The subtle slowing of the national headline result is influenced heavily by trends in Australia’s two largest capital cities. Housing values in Sydney rose by 0.5% in November, and Melbourne values increased by 0.3%, weighing down the national average. This lower monthly gain in Sydney, in particular, suggests that affordability constraints are placing a ceiling on growth, as the city’s monthly growth rate appears to have peaked at 0.9% in August.
Divergence and Serviceability Barriers
The easing in large capitals contrasts sharply with the performance of mid-sized capitals, a divergence trend similar to late 2023 and 2024. Every capital city other than Sydney and Melbourne recorded growth of at least 1.0% in November. Perth led the nation with a solid 2.4% surge in values, driven by elevated buyer demand and listings holding more than 40% below average.
The sources highlight that record levels of housing unaffordability are a major factor contributing to the slowdown. As of the September quarter, the national dwelling value to household income ratio reached a record high, with the median dwelling value being 8.2 times higher than the annual pre-tax household income. Additionally, the income required to service a mortgage at the median value reached a near-record 45.0%.
These stretched affordability and serviceability measures are already impacting market dynamics, skewing growth in housing values towards lower price points. Across most state capitals over the past three months, the lower quartile of the market has seen the fastest rise in values. As serviceability barriers become more prominent, fewer borrowers will be able to access credit, which is likely to limit the future magnitude of home value growth.
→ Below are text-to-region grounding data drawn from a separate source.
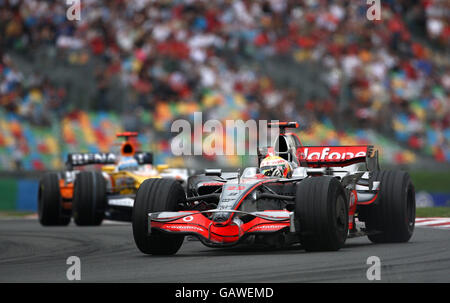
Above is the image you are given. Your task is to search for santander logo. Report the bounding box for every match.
[299,147,367,161]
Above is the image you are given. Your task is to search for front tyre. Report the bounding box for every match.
[365,170,415,243]
[38,173,70,226]
[132,178,185,255]
[295,176,348,251]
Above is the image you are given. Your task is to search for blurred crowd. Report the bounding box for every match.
[0,54,67,126]
[0,0,449,167]
[423,0,450,45]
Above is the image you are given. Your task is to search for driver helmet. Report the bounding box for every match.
[117,156,139,171]
[260,156,292,178]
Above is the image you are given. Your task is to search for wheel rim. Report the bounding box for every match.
[336,195,347,233]
[38,185,44,217]
[406,185,415,232]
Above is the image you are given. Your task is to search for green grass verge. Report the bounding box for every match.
[0,211,35,218]
[410,171,450,193]
[0,178,18,210]
[416,207,450,218]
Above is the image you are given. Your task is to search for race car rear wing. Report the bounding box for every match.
[297,145,379,170]
[65,152,153,170]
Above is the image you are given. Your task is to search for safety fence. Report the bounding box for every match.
[0,177,38,211]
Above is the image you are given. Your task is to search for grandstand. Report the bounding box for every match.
[0,0,449,170]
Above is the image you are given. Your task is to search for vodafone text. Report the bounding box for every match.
[302,147,366,160]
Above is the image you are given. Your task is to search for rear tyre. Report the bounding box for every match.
[132,178,185,255]
[72,171,106,226]
[365,170,415,243]
[295,176,348,251]
[38,172,71,226]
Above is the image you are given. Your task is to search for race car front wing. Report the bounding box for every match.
[148,210,294,247]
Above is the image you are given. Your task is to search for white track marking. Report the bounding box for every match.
[102,220,130,225]
[415,218,450,229]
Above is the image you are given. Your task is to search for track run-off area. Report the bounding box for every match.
[0,218,449,282]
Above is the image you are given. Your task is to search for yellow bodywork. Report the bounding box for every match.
[101,165,166,195]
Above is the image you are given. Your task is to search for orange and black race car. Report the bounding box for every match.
[38,132,189,226]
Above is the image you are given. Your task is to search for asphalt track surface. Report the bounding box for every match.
[0,219,449,282]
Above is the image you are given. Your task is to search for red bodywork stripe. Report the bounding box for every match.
[356,192,378,205]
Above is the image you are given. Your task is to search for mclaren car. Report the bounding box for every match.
[132,122,416,254]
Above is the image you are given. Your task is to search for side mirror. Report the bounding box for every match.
[156,164,169,172]
[102,165,115,173]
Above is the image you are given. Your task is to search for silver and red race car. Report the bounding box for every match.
[132,122,416,255]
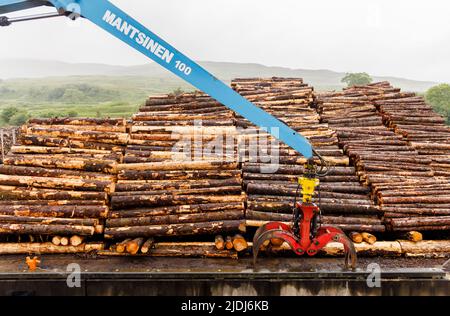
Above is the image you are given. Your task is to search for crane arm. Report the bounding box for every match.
[0,0,314,158]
Interest Rates and Policy Outlook
On the demand side, the rebound in inflation above the Reserve Bank of Australia’s (RBA) target range, combined with the expectation that interest rates will not be cut anytime soon, is likely to dampen housing sentiment. Stable interest rates will exacerbate the serviceability challenge, offsetting recent increases in borrowing capacity which have already been eroded by higher housing prices.
While APRA’s recent policy announcement to limit high debt-to-income (DTI) ratio loans to 20% of new lending signals that the regulator is on alert, the sources suggest its impact on price growth will be limited, affecting only the margins of borrowing activity, especially since the majority of recent mortgages remain below a DTI of six or more.
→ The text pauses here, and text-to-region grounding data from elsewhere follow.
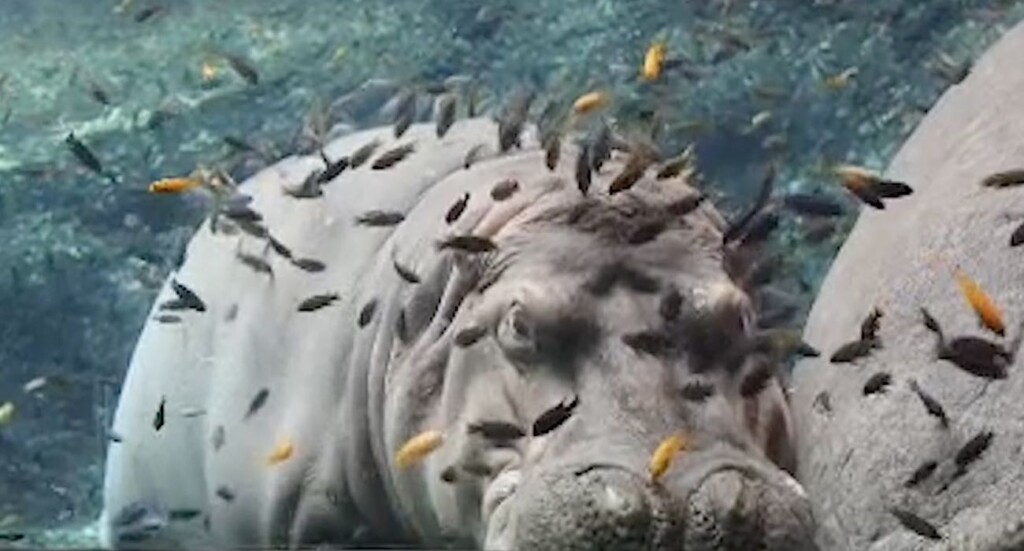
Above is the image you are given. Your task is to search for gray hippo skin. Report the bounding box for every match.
[100,114,816,550]
[792,20,1024,551]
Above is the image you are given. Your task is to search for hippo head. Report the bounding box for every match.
[384,174,816,550]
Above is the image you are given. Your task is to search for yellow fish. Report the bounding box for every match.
[149,177,201,194]
[572,91,609,116]
[395,430,444,469]
[641,41,667,82]
[824,67,859,91]
[267,438,294,466]
[649,432,688,483]
[200,61,219,83]
[954,268,1006,337]
[0,402,15,427]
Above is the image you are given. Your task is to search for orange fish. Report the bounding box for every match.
[572,91,609,115]
[648,432,689,483]
[641,41,667,82]
[267,438,294,466]
[149,177,200,194]
[954,268,1006,336]
[395,430,444,469]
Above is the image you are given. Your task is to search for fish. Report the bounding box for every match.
[65,132,114,182]
[862,372,891,395]
[358,299,377,327]
[0,532,25,542]
[641,41,667,82]
[291,257,326,273]
[920,307,943,336]
[575,142,592,195]
[829,339,874,363]
[211,425,225,451]
[467,421,525,441]
[627,220,666,245]
[245,388,270,419]
[608,152,653,195]
[217,52,259,85]
[222,135,259,154]
[180,407,206,418]
[393,259,420,284]
[355,210,405,227]
[782,193,845,217]
[463,144,487,169]
[439,466,458,483]
[436,235,496,253]
[0,402,15,427]
[134,4,165,22]
[153,396,166,431]
[904,460,938,488]
[1011,220,1024,247]
[497,88,535,152]
[153,314,182,324]
[832,165,886,209]
[681,381,715,402]
[349,139,381,169]
[454,325,487,347]
[395,430,444,469]
[908,379,948,428]
[434,93,457,137]
[660,288,682,321]
[236,251,273,276]
[655,145,696,180]
[390,88,417,138]
[86,79,112,106]
[149,177,200,194]
[284,169,324,199]
[395,309,409,343]
[739,362,775,397]
[490,179,519,201]
[649,433,688,483]
[813,391,832,414]
[543,130,561,171]
[266,235,293,260]
[622,331,675,356]
[297,293,340,312]
[981,169,1024,188]
[666,193,706,216]
[215,486,235,502]
[954,430,993,473]
[170,279,205,312]
[823,67,858,91]
[888,507,942,540]
[589,122,612,172]
[723,162,775,244]
[168,509,202,521]
[747,329,821,359]
[860,307,883,341]
[532,395,579,437]
[571,91,609,116]
[737,210,779,246]
[317,154,348,184]
[267,438,294,466]
[371,143,416,170]
[953,268,1005,336]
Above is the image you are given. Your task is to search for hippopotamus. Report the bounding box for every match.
[791,21,1024,551]
[99,113,816,550]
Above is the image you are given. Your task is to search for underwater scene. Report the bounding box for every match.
[2,0,1024,549]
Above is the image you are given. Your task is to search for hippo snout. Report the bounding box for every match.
[505,459,817,551]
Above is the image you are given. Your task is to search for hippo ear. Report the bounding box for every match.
[496,300,537,363]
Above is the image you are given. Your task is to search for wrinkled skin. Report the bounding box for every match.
[101,118,815,550]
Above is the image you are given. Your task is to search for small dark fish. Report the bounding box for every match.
[446,193,470,224]
[813,390,832,414]
[170,279,206,312]
[829,339,874,363]
[627,220,666,245]
[909,380,949,428]
[219,52,259,85]
[291,257,326,273]
[355,210,405,227]
[211,425,225,451]
[739,362,774,397]
[215,486,236,502]
[532,395,578,437]
[723,163,776,245]
[236,251,273,276]
[358,299,377,327]
[681,380,715,402]
[396,308,409,343]
[317,154,349,184]
[920,307,943,336]
[543,132,561,171]
[391,89,417,138]
[904,460,938,488]
[349,139,381,168]
[371,143,416,170]
[285,169,324,199]
[738,210,780,246]
[134,4,165,22]
[267,235,293,260]
[467,420,525,440]
[87,80,111,106]
[1010,220,1024,247]
[666,193,706,216]
[575,143,592,195]
[454,325,487,347]
[297,293,340,312]
[655,148,695,180]
[463,144,486,169]
[782,193,845,217]
[245,388,269,419]
[660,288,682,321]
[860,307,883,341]
[939,336,1011,379]
[112,502,150,527]
[862,372,891,395]
[435,93,457,137]
[607,157,648,195]
[589,122,612,172]
[233,218,269,240]
[874,181,914,198]
[981,169,1024,188]
[436,235,496,253]
[169,509,202,521]
[221,203,262,223]
[0,533,25,542]
[497,89,534,152]
[490,179,519,201]
[64,132,111,181]
[153,314,182,324]
[622,330,675,356]
[223,135,258,153]
[954,430,993,472]
[393,259,420,284]
[153,396,166,431]
[889,507,942,541]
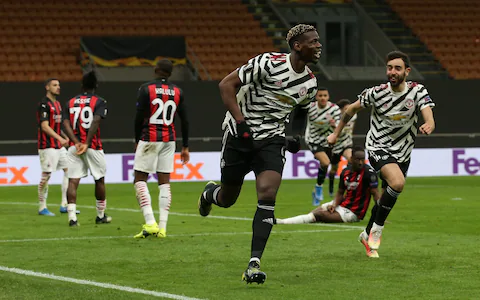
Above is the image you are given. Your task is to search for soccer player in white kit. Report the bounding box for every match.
[328,51,436,254]
[304,87,341,205]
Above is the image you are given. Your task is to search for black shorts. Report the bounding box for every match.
[220,133,286,185]
[330,146,352,165]
[308,143,332,158]
[368,149,410,188]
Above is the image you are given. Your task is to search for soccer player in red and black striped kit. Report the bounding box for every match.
[132,59,190,239]
[37,78,73,216]
[273,146,382,257]
[62,71,110,227]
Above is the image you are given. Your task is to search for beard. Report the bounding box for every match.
[388,72,405,87]
[298,49,318,64]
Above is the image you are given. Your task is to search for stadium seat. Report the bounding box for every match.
[0,0,277,81]
[387,0,480,79]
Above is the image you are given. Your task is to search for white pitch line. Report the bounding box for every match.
[0,201,364,229]
[0,235,131,243]
[0,265,204,300]
[0,228,355,243]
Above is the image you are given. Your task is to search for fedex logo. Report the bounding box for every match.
[291,151,369,178]
[453,150,480,175]
[122,154,204,181]
[171,154,203,180]
[292,152,320,177]
[0,157,28,184]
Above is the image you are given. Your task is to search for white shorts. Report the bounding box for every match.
[38,148,69,173]
[134,141,175,174]
[320,200,359,223]
[67,146,106,180]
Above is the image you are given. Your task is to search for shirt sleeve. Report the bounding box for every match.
[176,89,189,148]
[136,85,149,112]
[237,53,269,85]
[332,104,342,124]
[38,102,50,122]
[416,85,435,110]
[94,98,108,119]
[358,87,376,108]
[366,166,379,188]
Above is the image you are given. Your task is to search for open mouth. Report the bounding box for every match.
[314,50,321,59]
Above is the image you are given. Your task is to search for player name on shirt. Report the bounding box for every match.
[64,93,107,150]
[155,87,176,96]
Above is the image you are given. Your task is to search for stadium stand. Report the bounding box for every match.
[1,0,477,81]
[387,0,480,79]
[0,0,277,81]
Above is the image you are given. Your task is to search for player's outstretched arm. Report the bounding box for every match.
[219,70,245,122]
[419,106,435,135]
[327,100,363,145]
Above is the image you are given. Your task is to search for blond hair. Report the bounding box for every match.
[286,24,316,49]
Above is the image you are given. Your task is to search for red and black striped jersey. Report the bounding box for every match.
[135,79,189,146]
[338,164,378,220]
[63,93,107,150]
[37,97,63,149]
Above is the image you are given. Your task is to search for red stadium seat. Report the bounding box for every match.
[0,0,278,81]
[387,0,480,79]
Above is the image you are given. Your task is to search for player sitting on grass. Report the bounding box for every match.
[270,146,382,257]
Despite the growing headwinds, the upside factors—such as persistently low supply levels and rocketing credit growth for housing investment—are currently outweighing the downside risks. Investors, in particular, remain highly engaged, motivated by the expectation of long-term price increases.
Cotality anticipates that home values will continue to rise through 2026, but the pace of gains is expected to slow as affordability and serviceability factors eventually put a ceiling on further price hikes.